Durante o depoimento, a testemunha também afirmou ter presenciado situações que considerou suspeitas envolvendo Jairo Souza Santos Júnior, o Dr. Jairinho, e Henry. Segundo ela, em pelo menos três episódios, Jairinho levou o menino para um quarto, permaneceu sozinho com ele por algum tempo e, depois, a criança reclamou de dores.

A testemunha relatou ainda que, em alguns desses episódios, havia um som alto no quarto ou um silêncio total no cômodo.
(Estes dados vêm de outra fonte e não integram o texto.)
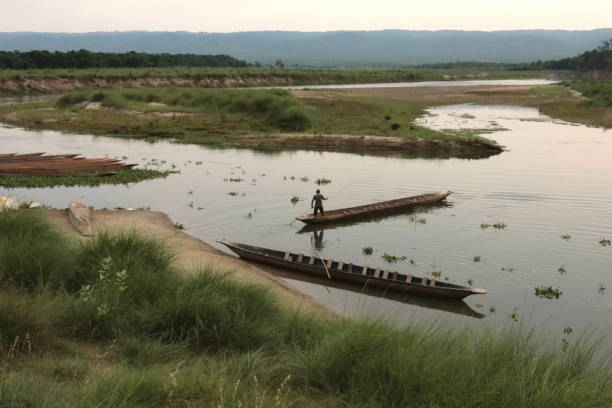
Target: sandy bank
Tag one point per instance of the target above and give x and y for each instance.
(190, 252)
Segundo depoimento de Thayná, Henry teria apresentado dores na cabeça após algumas dessas situações e, quando questionado, dizia que havia caído da cama ou que não podia falar sobre o ocorrido. Em uma das vezes, explicou que, após o período em que ficou no quarto fechado com Jairinho, Henry saiu mancando.
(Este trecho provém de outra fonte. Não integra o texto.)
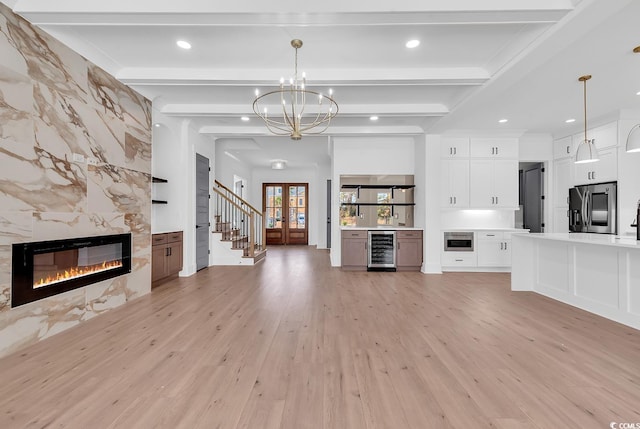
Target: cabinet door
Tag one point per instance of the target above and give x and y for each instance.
(604, 170)
(494, 147)
(158, 262)
(354, 252)
(454, 147)
(481, 183)
(562, 169)
(505, 183)
(560, 219)
(494, 253)
(455, 183)
(605, 136)
(174, 259)
(409, 252)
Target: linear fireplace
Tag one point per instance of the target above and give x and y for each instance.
(47, 268)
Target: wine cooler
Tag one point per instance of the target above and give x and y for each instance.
(382, 251)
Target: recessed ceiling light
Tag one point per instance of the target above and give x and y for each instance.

Ainda de acordo com Thayná, todas essas situações foram comunicadas a Monique, por mensagens, ligações ou conversas presenciais e que Monique soube pelo próprio Henry que, em uma ocasião, falou em chamada de vídeo que o “tio” (referindo-se a Jairinho) tinha batido nele.

A babá afirmou que também sugeriu a instalação de câmeras no imóvel e chegou a indicar um profissional para realizar o serviço, mas que Monique ignorou o pedido.

Pedido para apagar mensagens

À CNN Brasil, a advogada de Thayná, Juliana Nascimento, acrescentou que após a morte do menino, a babá e a empregada doméstica foram chamadas para um escritório de advocacia, onde foi coagida pela Monique a mentir. Segundo Juliana, a mãe do menino mandou Thayná apagar as mensagens e dizer que a “família vivia em harmonia”.

A defesa da babá afirmou que a cliente não apagou integralmente as mensagens e que, antes de excluir parte do conteúdo, fez capturas de tela das conversas. O material foi recuperado posteriormente durante a investigação.

Após o depoimento, a defesa acrescentou que a cliente se sente aliviada. “Hoje, Thayná se retratou e está se sentindo aliviada por dizer tudo o que sabe”. O julgamento segue no Tribunal do Júri do Rio de Janeiro. Monique Medeiros e Dr. Jairinho respondem homicídio triplamente qualificado, tortura e fraude processual.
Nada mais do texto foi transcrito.